Health and safety is sometimes used as an excuse to justify discrimination against disabled workers. This should not happen.
There are no health and safety regulations specific to disabled people only. The Health and Safety at Work etc. Act 1974 (HSWA) requires employers to protect all workers from the risk of injury or harm at work, so far as is reasonably practicable. This includes those who may be affected by their work activities.
Under health and safety law, every employer must ensure the health and safety of all their employees, whether they have a disability or not, so far as reasonably practicable This means balancing the level of risk against the measures needed to control the real risk in terms of money, time or trouble. However, you do not need to take action if it would be grossly disproportionate to the level of risk. .
Equality Act 2010
The Equality Act came into force in October 2010, providing a modern, single legal framework with clear, streamlined law to tackle disadvantage and discrimination more effectively.
It is discrimination to treat a disabled person unfavourably because of something connected with their disability.
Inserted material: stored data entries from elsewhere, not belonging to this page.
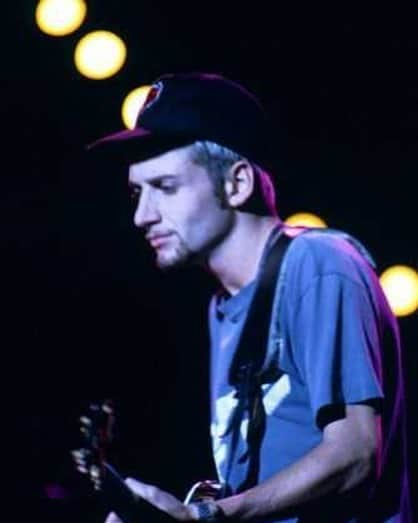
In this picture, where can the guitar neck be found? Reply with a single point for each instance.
(120, 499)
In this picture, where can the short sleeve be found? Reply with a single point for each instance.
(336, 346)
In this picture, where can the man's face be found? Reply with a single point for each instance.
(177, 208)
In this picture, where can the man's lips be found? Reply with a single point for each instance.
(158, 239)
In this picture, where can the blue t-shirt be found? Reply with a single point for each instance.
(334, 341)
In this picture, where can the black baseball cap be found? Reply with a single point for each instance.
(183, 108)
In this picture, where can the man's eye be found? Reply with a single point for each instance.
(135, 194)
(167, 187)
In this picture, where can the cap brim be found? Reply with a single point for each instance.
(134, 145)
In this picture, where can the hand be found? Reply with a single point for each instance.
(160, 499)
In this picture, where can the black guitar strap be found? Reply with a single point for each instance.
(247, 366)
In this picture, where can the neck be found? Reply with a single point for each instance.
(235, 261)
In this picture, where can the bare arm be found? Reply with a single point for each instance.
(344, 459)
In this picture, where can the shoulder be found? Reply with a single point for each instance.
(317, 253)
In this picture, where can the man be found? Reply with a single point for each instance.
(332, 447)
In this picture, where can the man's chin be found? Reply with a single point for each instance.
(168, 263)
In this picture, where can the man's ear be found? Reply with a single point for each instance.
(239, 183)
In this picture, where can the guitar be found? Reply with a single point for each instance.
(91, 460)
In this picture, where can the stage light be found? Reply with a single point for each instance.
(60, 17)
(99, 55)
(400, 284)
(305, 219)
(132, 104)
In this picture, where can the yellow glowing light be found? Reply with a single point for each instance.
(60, 17)
(100, 54)
(400, 285)
(305, 219)
(132, 105)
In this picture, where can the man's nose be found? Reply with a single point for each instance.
(146, 212)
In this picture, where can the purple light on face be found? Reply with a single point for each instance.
(55, 491)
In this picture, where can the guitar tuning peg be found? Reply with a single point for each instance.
(107, 408)
(95, 476)
(86, 421)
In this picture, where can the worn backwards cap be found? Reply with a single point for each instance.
(183, 108)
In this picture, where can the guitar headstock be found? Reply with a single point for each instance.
(96, 427)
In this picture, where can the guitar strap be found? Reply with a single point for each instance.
(246, 369)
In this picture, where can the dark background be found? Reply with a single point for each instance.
(85, 313)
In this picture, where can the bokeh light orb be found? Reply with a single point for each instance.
(132, 105)
(305, 219)
(400, 285)
(99, 55)
(60, 17)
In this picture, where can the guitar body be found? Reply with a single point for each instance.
(97, 429)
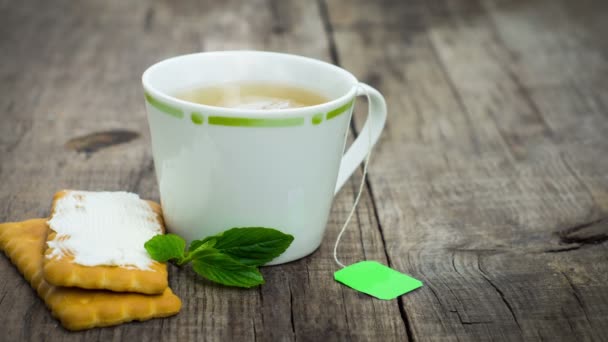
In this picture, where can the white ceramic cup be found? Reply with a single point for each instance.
(219, 168)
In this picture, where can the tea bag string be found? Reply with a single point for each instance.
(365, 163)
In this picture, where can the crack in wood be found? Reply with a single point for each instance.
(345, 313)
(499, 291)
(561, 250)
(593, 232)
(96, 141)
(577, 296)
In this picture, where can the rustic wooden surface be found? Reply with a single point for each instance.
(490, 183)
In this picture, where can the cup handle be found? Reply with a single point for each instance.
(361, 146)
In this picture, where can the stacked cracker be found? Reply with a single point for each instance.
(80, 296)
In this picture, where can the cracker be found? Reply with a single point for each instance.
(62, 271)
(77, 309)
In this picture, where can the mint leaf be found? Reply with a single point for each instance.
(222, 269)
(166, 247)
(253, 246)
(201, 247)
(198, 243)
(230, 258)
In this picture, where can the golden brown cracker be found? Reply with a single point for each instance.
(62, 271)
(77, 309)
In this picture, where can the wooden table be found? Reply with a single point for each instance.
(490, 182)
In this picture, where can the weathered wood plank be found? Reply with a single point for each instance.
(473, 182)
(73, 69)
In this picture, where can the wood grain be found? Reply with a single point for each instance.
(474, 184)
(89, 82)
(489, 183)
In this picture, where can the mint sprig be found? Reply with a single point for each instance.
(230, 258)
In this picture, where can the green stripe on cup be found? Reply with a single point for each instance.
(317, 118)
(165, 108)
(197, 118)
(336, 112)
(255, 122)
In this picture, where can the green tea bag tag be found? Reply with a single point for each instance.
(377, 280)
(371, 277)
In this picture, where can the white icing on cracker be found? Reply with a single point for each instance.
(103, 228)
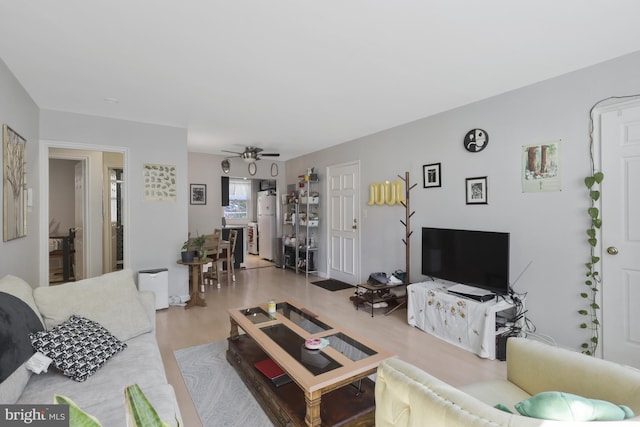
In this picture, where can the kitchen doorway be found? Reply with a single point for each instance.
(92, 214)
This type of discrimination is unlawful where the employer knows, or could reasonably be expected to know, that the person has a disability.
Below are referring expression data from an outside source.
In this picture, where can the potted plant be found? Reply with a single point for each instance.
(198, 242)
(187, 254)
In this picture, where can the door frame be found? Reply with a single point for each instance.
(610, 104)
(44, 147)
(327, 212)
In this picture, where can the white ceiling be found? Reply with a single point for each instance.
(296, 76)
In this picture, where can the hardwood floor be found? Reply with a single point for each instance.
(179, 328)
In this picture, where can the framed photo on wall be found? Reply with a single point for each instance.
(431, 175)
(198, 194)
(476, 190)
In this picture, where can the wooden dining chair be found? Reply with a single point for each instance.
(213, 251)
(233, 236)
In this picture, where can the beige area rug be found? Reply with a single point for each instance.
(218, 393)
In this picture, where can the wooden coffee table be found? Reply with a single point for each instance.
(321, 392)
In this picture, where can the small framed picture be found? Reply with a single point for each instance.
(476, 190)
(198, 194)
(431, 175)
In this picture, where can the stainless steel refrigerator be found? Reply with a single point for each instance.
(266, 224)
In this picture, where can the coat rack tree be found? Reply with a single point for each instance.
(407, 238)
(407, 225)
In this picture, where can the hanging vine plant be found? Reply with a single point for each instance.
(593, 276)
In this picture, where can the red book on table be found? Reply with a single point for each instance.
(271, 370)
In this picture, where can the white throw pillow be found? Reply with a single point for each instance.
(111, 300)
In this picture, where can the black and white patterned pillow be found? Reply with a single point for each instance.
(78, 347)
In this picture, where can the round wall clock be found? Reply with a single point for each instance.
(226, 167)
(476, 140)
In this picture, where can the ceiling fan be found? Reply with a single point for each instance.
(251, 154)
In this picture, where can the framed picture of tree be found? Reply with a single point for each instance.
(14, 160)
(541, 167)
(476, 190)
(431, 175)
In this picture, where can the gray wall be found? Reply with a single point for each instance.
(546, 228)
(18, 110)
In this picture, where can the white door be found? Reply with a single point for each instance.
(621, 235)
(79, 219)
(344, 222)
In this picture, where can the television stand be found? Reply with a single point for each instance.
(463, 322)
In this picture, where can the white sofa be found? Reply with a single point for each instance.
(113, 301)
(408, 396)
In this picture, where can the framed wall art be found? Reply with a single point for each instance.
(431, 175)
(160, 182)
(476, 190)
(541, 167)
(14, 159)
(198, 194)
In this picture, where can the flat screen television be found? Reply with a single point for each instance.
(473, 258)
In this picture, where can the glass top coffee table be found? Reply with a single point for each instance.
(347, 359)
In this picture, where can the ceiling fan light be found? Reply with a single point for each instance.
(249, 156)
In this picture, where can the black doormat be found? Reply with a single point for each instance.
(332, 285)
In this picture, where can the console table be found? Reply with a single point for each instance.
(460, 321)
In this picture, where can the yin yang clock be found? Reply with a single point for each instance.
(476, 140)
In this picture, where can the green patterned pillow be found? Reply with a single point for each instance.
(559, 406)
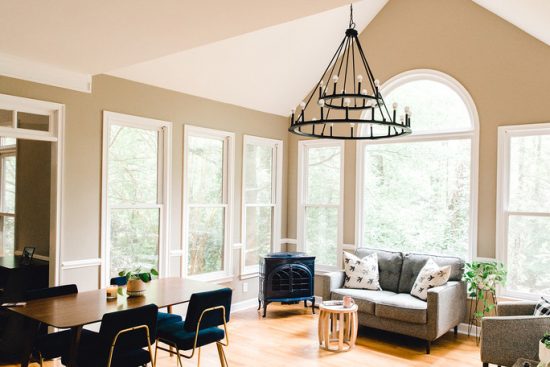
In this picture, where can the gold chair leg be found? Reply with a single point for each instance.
(221, 354)
(156, 351)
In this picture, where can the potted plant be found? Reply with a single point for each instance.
(482, 279)
(136, 280)
(544, 349)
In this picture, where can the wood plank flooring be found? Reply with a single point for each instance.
(288, 336)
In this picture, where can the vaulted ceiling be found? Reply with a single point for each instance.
(256, 54)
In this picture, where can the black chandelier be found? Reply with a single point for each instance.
(348, 107)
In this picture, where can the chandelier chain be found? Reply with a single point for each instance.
(351, 22)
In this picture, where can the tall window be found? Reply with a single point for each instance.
(262, 181)
(523, 205)
(416, 192)
(320, 209)
(207, 199)
(7, 195)
(135, 177)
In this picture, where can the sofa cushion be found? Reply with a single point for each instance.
(365, 299)
(361, 273)
(389, 267)
(429, 277)
(403, 307)
(413, 263)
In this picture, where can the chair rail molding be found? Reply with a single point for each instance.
(83, 263)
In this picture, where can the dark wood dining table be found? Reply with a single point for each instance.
(83, 308)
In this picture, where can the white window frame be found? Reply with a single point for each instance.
(505, 134)
(276, 195)
(164, 180)
(303, 147)
(226, 274)
(424, 136)
(5, 151)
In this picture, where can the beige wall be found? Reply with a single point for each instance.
(32, 195)
(505, 70)
(82, 158)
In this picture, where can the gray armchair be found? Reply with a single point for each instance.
(514, 334)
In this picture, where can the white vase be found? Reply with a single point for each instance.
(544, 353)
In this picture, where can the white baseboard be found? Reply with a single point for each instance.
(244, 305)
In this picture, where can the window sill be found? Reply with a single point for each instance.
(249, 275)
(213, 278)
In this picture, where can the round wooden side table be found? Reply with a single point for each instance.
(337, 327)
Definition of a disability
Under the Equality Act 2010, the definition of a disability is a physical or mental impairment that has a substantial and long-term negative effect on someone’s ability to do normal daily activities.
- Substantial is more than minor or trivial. For example, it takes much longer than it usually would to complete a daily task like getting dressed.
- Long-term means 12 months or more. For example, a breathing condition that develops as a result of a lung infection.
There are special rules about recurring or fluctuating conditions, for example arthritis (see link below).
Equality law recognises that bringing about equality for disabled people may mean changing the way employment is structured, the removal of physical barriers and/or providing extra support for a disabled worker. This is the duty to make reasonable adjustments.
The aim of the duty is to make sure that, as far as is reasonable, a disabled worker has the same access to everything that is involved in doing and keeping a job as a non-disabled person.
Public sector equality duty
The public sector equality duty (section 149 of the Equality Act) applies to public bodies and those carrying out public functions. It supports good decision-making by ensuring public bodies consider how different people will be affected by their activities. It also helps them to deliver policies and services which are efficient and effective, accessible to all, and which meet different people’s needs.
The equality duty requires public bodies to have due regard to the need to:
- eliminate unlawful discrimination, harassment, victimisation and any other conduct prohibited by the Act;
- advance equality of opportunity between people who are covered under the equality act and people who are not;
- foster good relations between people who share a protected characteristic and people who do not share it.
Having due regard means consciously thinking about the three aims of the equality duty as part of the process of decision making, including the provision of a robust health and safety management system.